The selection of backbone network is crucial for the performance of a model. In this work, ResNet101 is used as the backbone network of the Faster RCNN based on a preliminary analysis. Please note that the traditional backbone network degenerates as the number of layers in a network increases, i.e., with an increase in the depth of the network, the accuracy of the model saturates, and then begins to decline. The ResNet uses direct connections for connecting different layers of a network. This enables the network to overcome the loss of information caused during the forward propagation and ensures that a deeper network extracts more feature information as compared to a shallow network and avoids the gradient dispersion and network degradation caused due to the depth of the network (He et al., 2016). As presented in Figure 3B, the residual block directly adds the output before the previous layer and the output of the current layer. This result is then used as the input of the activation function, and is expressed as:

\begin{array}{l} y = F (x, {W_{i}}) + x & (3) \end{array}

where, x and y denote the input and output vectors, $F = W_{2} σ (W_{1} x)$ in which $σ$ denotes the rectified linear unit (ReLU). The identity shortcuts in the residual blocks realize the combination of features at different resolutions and integrate the low-level semantics of a shallow layer and the high-level semantics of a deep layer to strengthen the model performance.
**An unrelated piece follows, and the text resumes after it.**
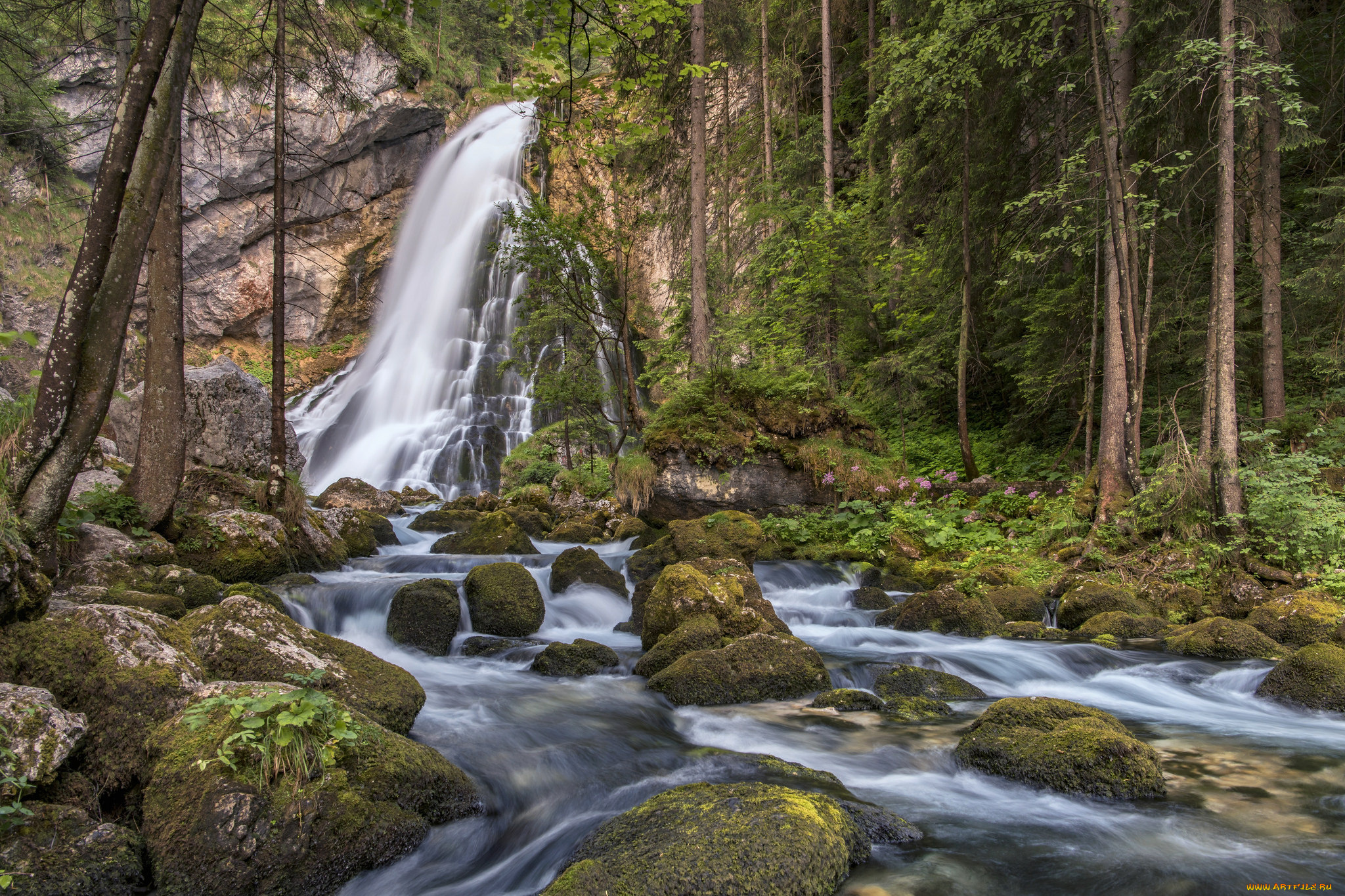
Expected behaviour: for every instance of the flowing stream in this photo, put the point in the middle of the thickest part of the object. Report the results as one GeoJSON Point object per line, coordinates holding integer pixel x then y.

On the other hand, the identity shortcuts allow the model to independently perform a non-linear transformation or transfer upper-layer information during the training process, or combine the two for building a more flexible network (Lin et al., 2017).

Specification 3: Replacement of Convolution Kernels With the Deformable Convolution Kernels

During the detection of tea plant stresses, the dynamic shape and size of the scabs often lead to poor stress detection. The traditional feature operators and data enhancement methods only assist the model to adapt the existing known geometric transformations but are barely used in the unknown scenarios. In order to effectively address this problem, this work uses the deformable convolution kernel to replace the original convolution kernel of ResNet, thereby allowing the sampling points to diffuse into irregular shapes, as presented in Figure 3C. The deformable convolution is mathematically expressed as follows (Zhu et al., 2019):

\begin{array}{l} y (p) = \sum_{k = 1}^{K} w_{k} \cdot x (p + p_{k} + Δ p_{k}) \cdot Δ m_{k} & (4) \end{array}

where, $Δ p_{k}$ and $Δ m_{k}$ denote the learnable offset and modulation scalar for the k-th location, respectively. The w_k and p_k denote the weight and pre-specified offset for the k-th location. The x(p) and y(p) denote the features at location p from the input feature maps x and output feature maps y, respectively.
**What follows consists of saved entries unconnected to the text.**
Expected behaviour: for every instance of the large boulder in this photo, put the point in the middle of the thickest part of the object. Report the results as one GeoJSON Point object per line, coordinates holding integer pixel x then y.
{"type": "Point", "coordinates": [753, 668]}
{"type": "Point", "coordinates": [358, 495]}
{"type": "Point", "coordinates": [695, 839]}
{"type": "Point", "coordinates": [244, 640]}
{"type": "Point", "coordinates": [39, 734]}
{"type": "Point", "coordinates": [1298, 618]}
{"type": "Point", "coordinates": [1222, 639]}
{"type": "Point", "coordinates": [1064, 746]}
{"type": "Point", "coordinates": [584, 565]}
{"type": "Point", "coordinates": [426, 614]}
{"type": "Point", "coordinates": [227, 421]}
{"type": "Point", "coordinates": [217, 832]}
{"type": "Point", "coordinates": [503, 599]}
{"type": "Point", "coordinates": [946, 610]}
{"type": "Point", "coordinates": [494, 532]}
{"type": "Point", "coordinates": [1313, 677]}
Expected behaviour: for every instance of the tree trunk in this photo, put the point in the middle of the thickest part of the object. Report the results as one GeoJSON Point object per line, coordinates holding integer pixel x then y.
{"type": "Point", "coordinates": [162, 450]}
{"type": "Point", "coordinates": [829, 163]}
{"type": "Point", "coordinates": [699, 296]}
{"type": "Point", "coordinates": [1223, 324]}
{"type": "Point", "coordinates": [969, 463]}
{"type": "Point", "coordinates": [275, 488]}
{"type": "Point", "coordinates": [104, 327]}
YOLO v3 Algorithm for Comparison

In addition to Faster RCNN, YOLO v3 algorithm is also used for performing detections. Contrary to the above two-staged object detection algorithm based on candidate regions, YOLO is a single-stage target detection algorithm that does not require the candidate regions. The core idea is to divide an image into an N × N grid. Each grid is responsible for detecting and localizing all the target objects existing inside it. In YOLO v3, DarkNet53 is used as the backbone network, which mines deep details in the image. Moreover, the former uses logistic regression instead of SoftMax classifier to achieve multi-label classification. Using the feature pyramid structure as a reference, YOLO v3 enlarges the size of the high-level feature maps and integrates it with the low-level feature maps. The new feature maps not only contain rich semantic information, but also have more pixels. Consequently, for small and dense targets, the detection effect is significantly improved, and the fast detection speed is achieved at the same time (Redmon and Farhadi, 2018).
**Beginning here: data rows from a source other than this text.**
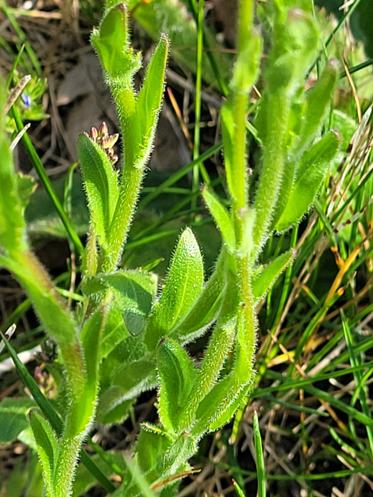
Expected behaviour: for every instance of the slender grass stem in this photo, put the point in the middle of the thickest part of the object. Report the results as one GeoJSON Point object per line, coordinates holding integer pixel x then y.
{"type": "Point", "coordinates": [75, 240]}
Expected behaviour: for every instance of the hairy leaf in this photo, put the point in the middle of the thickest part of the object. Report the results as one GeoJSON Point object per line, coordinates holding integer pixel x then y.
{"type": "Point", "coordinates": [47, 448]}
{"type": "Point", "coordinates": [101, 185]}
{"type": "Point", "coordinates": [177, 375]}
{"type": "Point", "coordinates": [311, 174]}
{"type": "Point", "coordinates": [221, 218]}
{"type": "Point", "coordinates": [13, 417]}
{"type": "Point", "coordinates": [12, 224]}
{"type": "Point", "coordinates": [265, 276]}
{"type": "Point", "coordinates": [182, 288]}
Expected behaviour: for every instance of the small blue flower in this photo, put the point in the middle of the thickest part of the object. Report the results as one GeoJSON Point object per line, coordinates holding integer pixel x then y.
{"type": "Point", "coordinates": [26, 100]}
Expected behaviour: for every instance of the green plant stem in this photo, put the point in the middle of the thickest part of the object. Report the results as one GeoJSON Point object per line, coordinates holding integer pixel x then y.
{"type": "Point", "coordinates": [240, 104]}
{"type": "Point", "coordinates": [124, 211]}
{"type": "Point", "coordinates": [46, 182]}
{"type": "Point", "coordinates": [69, 449]}
{"type": "Point", "coordinates": [197, 104]}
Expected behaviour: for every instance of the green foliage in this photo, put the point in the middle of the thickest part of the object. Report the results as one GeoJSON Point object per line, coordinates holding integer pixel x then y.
{"type": "Point", "coordinates": [47, 448]}
{"type": "Point", "coordinates": [13, 417]}
{"type": "Point", "coordinates": [181, 289]}
{"type": "Point", "coordinates": [265, 276]}
{"type": "Point", "coordinates": [177, 378]}
{"type": "Point", "coordinates": [123, 338]}
{"type": "Point", "coordinates": [101, 184]}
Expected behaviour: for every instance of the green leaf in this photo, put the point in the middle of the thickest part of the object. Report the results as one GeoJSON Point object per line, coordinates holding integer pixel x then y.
{"type": "Point", "coordinates": [148, 106]}
{"type": "Point", "coordinates": [101, 185]}
{"type": "Point", "coordinates": [295, 45]}
{"type": "Point", "coordinates": [13, 417]}
{"type": "Point", "coordinates": [26, 187]}
{"type": "Point", "coordinates": [219, 346]}
{"type": "Point", "coordinates": [215, 406]}
{"type": "Point", "coordinates": [47, 448]}
{"type": "Point", "coordinates": [177, 376]}
{"type": "Point", "coordinates": [139, 479]}
{"type": "Point", "coordinates": [111, 41]}
{"type": "Point", "coordinates": [318, 100]}
{"type": "Point", "coordinates": [260, 468]}
{"type": "Point", "coordinates": [230, 409]}
{"type": "Point", "coordinates": [183, 285]}
{"type": "Point", "coordinates": [311, 173]}
{"type": "Point", "coordinates": [50, 412]}
{"type": "Point", "coordinates": [133, 291]}
{"type": "Point", "coordinates": [91, 340]}
{"type": "Point", "coordinates": [265, 276]}
{"type": "Point", "coordinates": [221, 218]}
{"type": "Point", "coordinates": [206, 308]}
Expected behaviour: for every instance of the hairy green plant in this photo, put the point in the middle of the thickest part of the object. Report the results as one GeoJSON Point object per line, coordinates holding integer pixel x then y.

Stress Segmentation Method Based on Image Processing Technology

In this part, the scab area will be segmented based on the results of the above object detection algorithm, and the exact boundary of the scab will be identified to enable further estimation of the damage ratio. The segmentation comprises the following steps: (1) Only images higher than the confidence threshold are extracted from the detection boxes for segmentation. The threshold obtained from the pre-experiment is 0.5. This value of threshold enables us to avoid a large number of pseudo image results. (2) Based on the images in the detection boxes, a new feature, i.e., RGReLU, is proposed for tea plant stress segmentation and other features, including H and RG, are generated for subsequent comparison. (3) The Otsu’s method is used to segment the scabs. (4) Lastly, the stress damage ratio of the whole image is estimated based on the results from each detection box. The flowchart of the scab segmentation method is presented in Figure 5.

FIGURE 5

Figure 5. The schematic diagram of the tea plant stress segmentation method at the canopy scale.

It is noteworthy that the content of the images in the detection boxes is relatively diverse and may contain leaves, scabs, stems, leaf veins, and background. Moreover, the scab areas often have variable shapes, different sizes, and scattered distribution. Therefore, this work analyzes the sensitivity of scabs in different feature spaces based on color information for realizing a segmentation method with good performance, computational efficiency, and strong adaptability. The RGReLU feature is designed by computing the difference between the R channel and the G channel in the RGB color space. Then, ReLU is used to normalize the negative values to zero. The RGReLU is compared with two other features, including the features obtained after the difference between the R channel and the G channel (RG feature) and the feature of the H channel after converting the RGB image to the HIS image (H feature). In the RGB color space, the grayscale values of the three components are in the range of (0, 255). By calculating the difference between channels, the red component is strengthened whereas the green component is weakened in the RG feature. As a result, the difference between the lesion and leaf area in the image is highlighted and is conducive to the subsequent classification combined with Otsu’s method. It is worth noting that the black background in the image often becomes the transition region in the RG feature space (the eigenvalue is close to zero). Here, the RG feature space is modified by introducing the ReLU function that is commonly used in deep learning. Therefore, all the negative eigenvalues are converted to zero to avoid the possible influence of the background in the scab segmentation according to Otsu’s method. The ReLU function is mathematically expressed as follows:

R e L U (x) = {\begin{matrix} x, x \geq 0 \\ 0, x < 0 \end{matrix} (5)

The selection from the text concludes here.